Known as the man who reversed the fortunes of Hitachi, Hiroaki Nakanishi is now preparing the Japanese conglomerate, which makes everything from elevators to nuclear plants, for its next challenge.
For fiscal 2014, Hitachi delivered an operating profit of 600.4 billion yen ($4.89 billion), its second year of record-breaking profit, on the back of cost-cutting, alongside strong demand for its lifts in China, as well as robust sales of auto parts and electronics products.
But it was a vastly different sight four years ago when Nakanishi was named the company's 10th president. The household name had logged four consecutive years of consolidated net losses, punished by the global financial crisis in 2008 and losses in its consumer product divisions such as the flat-panel TV units.
Nakanishi, an engineer who joined Hitachi in 1970 and worked his way up the ladder, proceeded to sell the company's hard disk drive business and consumer-related operations, opting to concentrate on sales of big-ticket power plants, rail lines and water treatment facilities. Having pulled off one of most remarkable turnarounds in Japanese corporate history, Nakanishi became chairman and chief executive of Hitachi in April 2014.
For his achievements, the 69-year-old was named the region's Business Leader of the Year at CNBC's 14th Asia Business Leaders Award last month.
But Nakanishi hasn't finished the transformation of Hitachi.
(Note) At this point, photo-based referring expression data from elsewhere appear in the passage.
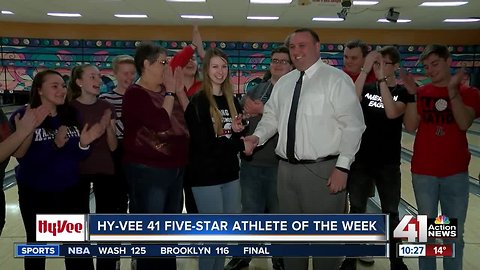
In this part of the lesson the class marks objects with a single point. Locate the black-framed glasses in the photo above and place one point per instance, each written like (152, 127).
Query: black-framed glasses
(280, 61)
(163, 62)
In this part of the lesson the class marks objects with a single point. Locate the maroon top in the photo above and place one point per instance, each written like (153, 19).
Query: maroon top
(152, 137)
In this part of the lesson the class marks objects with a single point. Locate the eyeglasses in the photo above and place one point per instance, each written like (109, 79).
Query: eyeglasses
(280, 61)
(163, 62)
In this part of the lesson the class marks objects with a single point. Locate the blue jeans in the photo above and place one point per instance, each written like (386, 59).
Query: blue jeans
(387, 179)
(217, 199)
(452, 192)
(259, 188)
(154, 190)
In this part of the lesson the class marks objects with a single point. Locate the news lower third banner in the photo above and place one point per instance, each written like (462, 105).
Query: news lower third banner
(213, 228)
(194, 250)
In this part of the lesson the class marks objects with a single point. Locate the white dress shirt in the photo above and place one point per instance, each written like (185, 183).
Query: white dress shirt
(329, 117)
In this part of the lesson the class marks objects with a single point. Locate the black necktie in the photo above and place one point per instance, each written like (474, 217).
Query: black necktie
(292, 119)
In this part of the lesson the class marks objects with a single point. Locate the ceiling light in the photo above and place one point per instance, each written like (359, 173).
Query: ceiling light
(463, 20)
(323, 19)
(443, 4)
(130, 16)
(197, 16)
(398, 21)
(262, 18)
(191, 1)
(270, 1)
(364, 3)
(61, 14)
(392, 15)
(343, 13)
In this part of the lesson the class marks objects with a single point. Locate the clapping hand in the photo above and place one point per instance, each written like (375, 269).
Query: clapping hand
(61, 137)
(90, 134)
(454, 83)
(251, 143)
(31, 119)
(408, 82)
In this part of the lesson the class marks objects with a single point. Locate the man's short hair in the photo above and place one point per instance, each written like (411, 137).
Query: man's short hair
(122, 59)
(440, 50)
(391, 52)
(356, 43)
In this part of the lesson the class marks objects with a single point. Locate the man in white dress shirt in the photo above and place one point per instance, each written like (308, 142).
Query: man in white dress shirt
(328, 129)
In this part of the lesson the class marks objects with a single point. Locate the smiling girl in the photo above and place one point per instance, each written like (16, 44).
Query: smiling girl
(215, 132)
(98, 168)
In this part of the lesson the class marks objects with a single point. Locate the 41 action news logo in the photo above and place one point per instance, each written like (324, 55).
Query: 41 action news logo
(420, 228)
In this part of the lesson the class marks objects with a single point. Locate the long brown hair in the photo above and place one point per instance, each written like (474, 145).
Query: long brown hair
(74, 90)
(226, 89)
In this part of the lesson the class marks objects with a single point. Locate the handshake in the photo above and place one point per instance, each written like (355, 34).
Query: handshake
(250, 143)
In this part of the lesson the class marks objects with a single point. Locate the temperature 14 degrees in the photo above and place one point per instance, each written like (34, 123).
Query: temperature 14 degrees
(439, 250)
(411, 250)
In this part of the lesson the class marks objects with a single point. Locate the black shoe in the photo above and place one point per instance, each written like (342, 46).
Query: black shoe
(366, 260)
(277, 264)
(349, 264)
(237, 263)
(399, 265)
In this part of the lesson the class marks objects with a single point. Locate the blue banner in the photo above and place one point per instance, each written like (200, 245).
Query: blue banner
(194, 250)
(241, 227)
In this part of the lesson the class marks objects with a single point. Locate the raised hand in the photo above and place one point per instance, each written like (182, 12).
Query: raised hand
(408, 82)
(61, 137)
(41, 112)
(179, 83)
(31, 119)
(251, 143)
(90, 134)
(196, 37)
(168, 80)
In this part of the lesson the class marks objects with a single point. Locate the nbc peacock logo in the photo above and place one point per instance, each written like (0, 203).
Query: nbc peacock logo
(442, 220)
(442, 227)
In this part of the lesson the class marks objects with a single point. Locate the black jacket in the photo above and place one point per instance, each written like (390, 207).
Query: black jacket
(213, 160)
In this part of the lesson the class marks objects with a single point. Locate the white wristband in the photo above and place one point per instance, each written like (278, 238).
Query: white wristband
(83, 148)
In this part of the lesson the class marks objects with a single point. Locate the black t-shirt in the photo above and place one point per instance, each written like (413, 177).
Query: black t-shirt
(381, 141)
(213, 158)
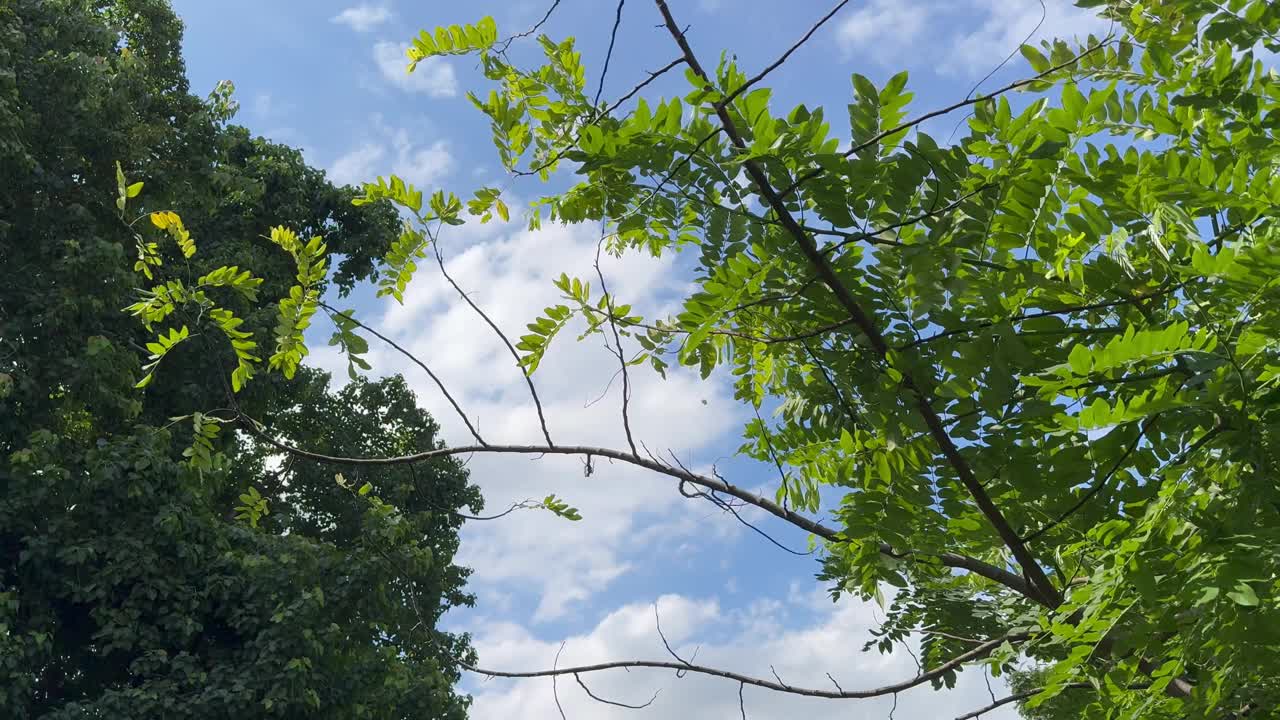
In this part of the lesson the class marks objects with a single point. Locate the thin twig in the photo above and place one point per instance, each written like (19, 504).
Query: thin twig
(947, 559)
(617, 342)
(529, 381)
(598, 698)
(777, 63)
(416, 361)
(507, 42)
(951, 108)
(1045, 591)
(1101, 483)
(940, 670)
(554, 689)
(608, 55)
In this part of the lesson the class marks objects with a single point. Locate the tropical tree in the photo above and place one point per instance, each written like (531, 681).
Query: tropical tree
(1038, 367)
(152, 561)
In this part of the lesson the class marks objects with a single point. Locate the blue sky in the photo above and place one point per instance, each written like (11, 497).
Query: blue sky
(327, 76)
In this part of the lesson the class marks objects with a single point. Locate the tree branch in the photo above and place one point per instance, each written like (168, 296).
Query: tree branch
(529, 381)
(416, 361)
(947, 559)
(1045, 591)
(954, 664)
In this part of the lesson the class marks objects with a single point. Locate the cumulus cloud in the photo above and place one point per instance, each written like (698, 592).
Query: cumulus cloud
(362, 18)
(968, 39)
(881, 28)
(391, 150)
(1009, 23)
(758, 641)
(433, 77)
(630, 515)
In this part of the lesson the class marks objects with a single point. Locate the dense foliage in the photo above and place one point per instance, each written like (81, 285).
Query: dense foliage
(154, 563)
(1040, 363)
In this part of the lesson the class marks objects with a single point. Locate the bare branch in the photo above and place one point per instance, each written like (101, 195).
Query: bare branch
(1032, 692)
(529, 381)
(617, 338)
(942, 669)
(1101, 483)
(598, 698)
(947, 559)
(416, 361)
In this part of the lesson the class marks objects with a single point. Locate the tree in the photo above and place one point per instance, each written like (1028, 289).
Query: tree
(152, 561)
(1041, 364)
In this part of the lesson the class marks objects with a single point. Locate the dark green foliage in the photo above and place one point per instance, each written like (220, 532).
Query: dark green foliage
(133, 582)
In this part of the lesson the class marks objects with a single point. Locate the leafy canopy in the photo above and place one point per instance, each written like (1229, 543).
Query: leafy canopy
(1037, 367)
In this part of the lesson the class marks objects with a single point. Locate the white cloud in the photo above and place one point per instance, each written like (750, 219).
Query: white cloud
(881, 28)
(1006, 26)
(393, 151)
(755, 641)
(629, 514)
(433, 77)
(362, 18)
(969, 37)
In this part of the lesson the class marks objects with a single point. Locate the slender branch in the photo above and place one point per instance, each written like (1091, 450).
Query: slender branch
(521, 505)
(608, 55)
(1045, 591)
(777, 63)
(728, 507)
(1101, 483)
(416, 361)
(954, 664)
(773, 456)
(507, 42)
(529, 381)
(554, 678)
(1025, 695)
(616, 703)
(617, 342)
(1068, 310)
(873, 236)
(947, 559)
(951, 108)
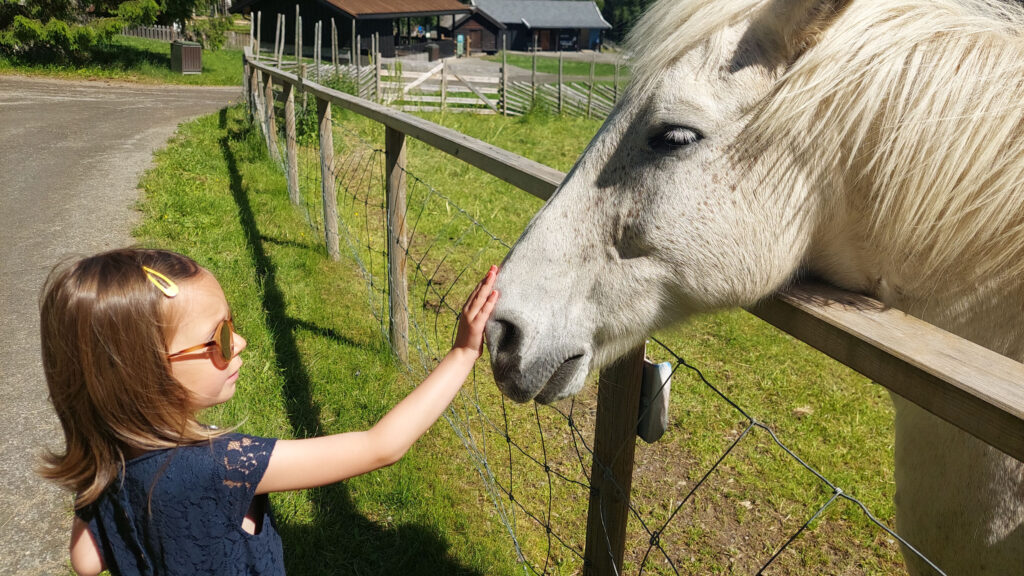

He is steering the conglomerate away from the domestic market, which has dwindling business potential due to a shrinking population.
To accelerate its plans for global expansion, in February Hitachi splurged nearly 260 billion yen on the railway and signaling units of Italian defense and aviation company Finmeccanica, marking one of the company's priciest-ever acquisitions. The takeover should more than double Hitachi's rail business revenue to around 400 billion yen a year, according to an article by Japan Times, giving the company a better footing in the European market.
"Railway business is getting more global, with competition getting more severe so in this case, we need different arms. Finmeccanica has two companies; the signaling companies are profitable, simple as that, and for the locomotive companies, we needed the capacity for locomotive manufacturing," Nakanishi said.